Die Klassifizierung hängt von der Anzahl der zu steuernden CPUs und dem Umfang der Steuerung ab; davon, ob ein Fernzugriff über IP erforderlich ist; davon, ob gleichzeitige Benutzer in verschiedenen Sitzungen über die KVM-Konsole oder ohne diese benötigt werden; und von der Entfernung der CPU vom KVM-Switch.

KVM-Konsolen eignen sich überall dort, wo Fernzugriff mehrerer Benutzer auf mehrere CPUs benötigt wird und der Platz für die Installation begrenzt ist. Das bedeutet, dass potenzielle Kunden für diese Lösung von Büros, die mehr als zwei CPUs steuern müssen, bis hin zu Organisationen reichen, die ihren Platzbedarf optimieren möchten: Behörden, Gesundheitswesen, Bildungseinrichtungen, Finanzinstitute – überall dort, wo mehrere CPUs an einem Ort zusammengeführt werden, beispielsweise in Rechenzentren, kleinen Serverräumen oder DVR-Systemen.

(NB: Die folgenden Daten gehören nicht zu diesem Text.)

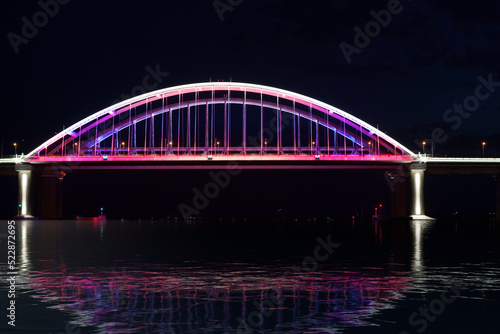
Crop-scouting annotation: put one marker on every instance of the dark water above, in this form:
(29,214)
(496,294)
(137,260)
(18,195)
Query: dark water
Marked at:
(238,277)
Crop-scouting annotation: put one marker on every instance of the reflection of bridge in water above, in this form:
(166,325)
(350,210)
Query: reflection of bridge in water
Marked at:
(195,296)
(208,125)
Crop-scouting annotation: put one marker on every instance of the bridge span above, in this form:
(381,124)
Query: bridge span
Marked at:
(219,124)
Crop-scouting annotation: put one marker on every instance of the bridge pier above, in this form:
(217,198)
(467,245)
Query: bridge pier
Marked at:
(417,191)
(407,188)
(25,192)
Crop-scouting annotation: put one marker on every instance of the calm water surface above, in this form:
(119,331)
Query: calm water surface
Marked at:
(239,277)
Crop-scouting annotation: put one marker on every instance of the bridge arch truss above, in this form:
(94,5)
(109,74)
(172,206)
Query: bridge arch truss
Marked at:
(217,118)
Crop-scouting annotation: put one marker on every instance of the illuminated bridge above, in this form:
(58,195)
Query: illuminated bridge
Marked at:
(211,125)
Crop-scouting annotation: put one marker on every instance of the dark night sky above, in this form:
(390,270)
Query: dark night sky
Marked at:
(91,52)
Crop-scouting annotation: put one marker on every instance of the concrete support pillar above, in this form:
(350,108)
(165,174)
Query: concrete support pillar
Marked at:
(417,191)
(25,194)
(51,195)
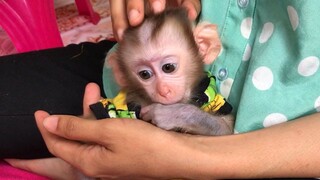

Kosten-Nutzen-Analyse von KVM-Switches:
Ein Vorteil einer KVM-Konsole sind die Einsparungen bei den Hardware-Investitionen. Es ist nicht mehr nötig, für jede zu verwaltende CPU eine separate Tastatur, einen Monitor und eine Maus anzuschaffen. Dadurch werden Zubehörkosten und insbesondere Rackplatz im Serverraum gespart.
Ein KVM-Switch bietet Vorteile wie die Emulation zur Steuerung jeder einzelnen CPU, sodass diese erkennt, dass sie über eine eigene Tastatur, einen eigenen Monitor und eine eigene Maus verfügt. Darüber hinaus werden keine Betriebssysteminformationen geteilt, und eine erneute Konfiguration per Plug & Play entfällt, wenn Sie bestimmte CPUs mit dem KVM steuern möchten.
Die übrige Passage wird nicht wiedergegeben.